IVF süreci belirli bir sıralama ile çalışır. Doğurganlık ilaçları almaya başlarsınız, böylece yumurtalıklarınız birden fazla yumurta üretir (tipik olarak, yumurtlama sırasında sadece bir yumurta salınır). Yaklaşık orta döngüde, kadın anestezi altındayken, yumurtaları almak için vajinal duvardan ultrason rehberliğinde bir iğne yerleştirilir. Erkek partner bir sperm örneği sağlar. Yumurtalar daha sonra bir petri kabında sperm ile döllenir ve daha sonra rahminize yeniden yerleştirilir.
İşlemin PGT kısmı için, gelişmekte olan embriyolardan birkaç hücre biyopsisi yapılır. Bunlar genetik değerlendirme için gönderilir. Hangi embriyoların XX (kızlar) ve XY (erkekler) olduğu bu şekilde belirlenir.
Çift daha sonra hangi embriyoların kadının rahmine geri transfer edileceğine karar verebilir. Örneğin, sadece bir kız istiyorsa, o zaman sadece XX embriyo dikkate alınacaktır.

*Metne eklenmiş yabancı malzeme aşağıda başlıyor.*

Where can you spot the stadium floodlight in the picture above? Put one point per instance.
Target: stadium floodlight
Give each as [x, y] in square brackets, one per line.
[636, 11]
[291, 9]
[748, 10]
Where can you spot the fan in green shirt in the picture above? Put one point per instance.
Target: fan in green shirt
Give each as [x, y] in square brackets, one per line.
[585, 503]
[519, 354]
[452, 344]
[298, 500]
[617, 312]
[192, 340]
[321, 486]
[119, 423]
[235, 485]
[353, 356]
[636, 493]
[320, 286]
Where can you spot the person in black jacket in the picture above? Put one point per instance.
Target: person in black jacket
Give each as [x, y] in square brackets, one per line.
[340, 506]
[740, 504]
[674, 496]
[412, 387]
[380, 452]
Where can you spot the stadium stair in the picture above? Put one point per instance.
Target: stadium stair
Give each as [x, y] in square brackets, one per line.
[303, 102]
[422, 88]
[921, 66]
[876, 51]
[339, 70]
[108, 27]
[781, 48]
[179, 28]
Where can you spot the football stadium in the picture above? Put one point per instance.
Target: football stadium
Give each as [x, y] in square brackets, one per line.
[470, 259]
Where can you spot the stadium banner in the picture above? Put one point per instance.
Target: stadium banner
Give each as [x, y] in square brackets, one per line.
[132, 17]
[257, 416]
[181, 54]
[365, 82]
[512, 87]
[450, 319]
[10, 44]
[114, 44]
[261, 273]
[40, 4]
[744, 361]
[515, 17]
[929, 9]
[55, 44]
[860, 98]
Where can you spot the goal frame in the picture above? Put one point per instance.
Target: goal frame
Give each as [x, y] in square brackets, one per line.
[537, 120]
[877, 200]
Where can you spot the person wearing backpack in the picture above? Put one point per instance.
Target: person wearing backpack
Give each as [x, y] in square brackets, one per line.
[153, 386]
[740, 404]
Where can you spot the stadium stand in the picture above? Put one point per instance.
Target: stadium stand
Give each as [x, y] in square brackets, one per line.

Uygulanan teknolojilerin çok hassas olmasına rağmen,% 100 doğruluk garantisi verilmediğini, bu nedenle prosedürün yanlış negatif veya yanlış pozitif sonuçlar için bilinen riskleri olduğunu lütfen unutmayın. Bunun nedeni, birçok embriyonun hücreden hücreye kromozomal tutarsızlıklar göstermesi, yani biyopsiden alınan hücrenin embriyonun diğer hücresini temsil etmeyebileceği anlamına gelebilir. Ayrıca, PGT prosedürü IVF’nin genel başarı oranını da etkilemektedir. Bu nedenle deneyimli bir hekim ve tam donanımlı bir merkezde cinsiyet seçimi prosedürleri yapılmalıdır.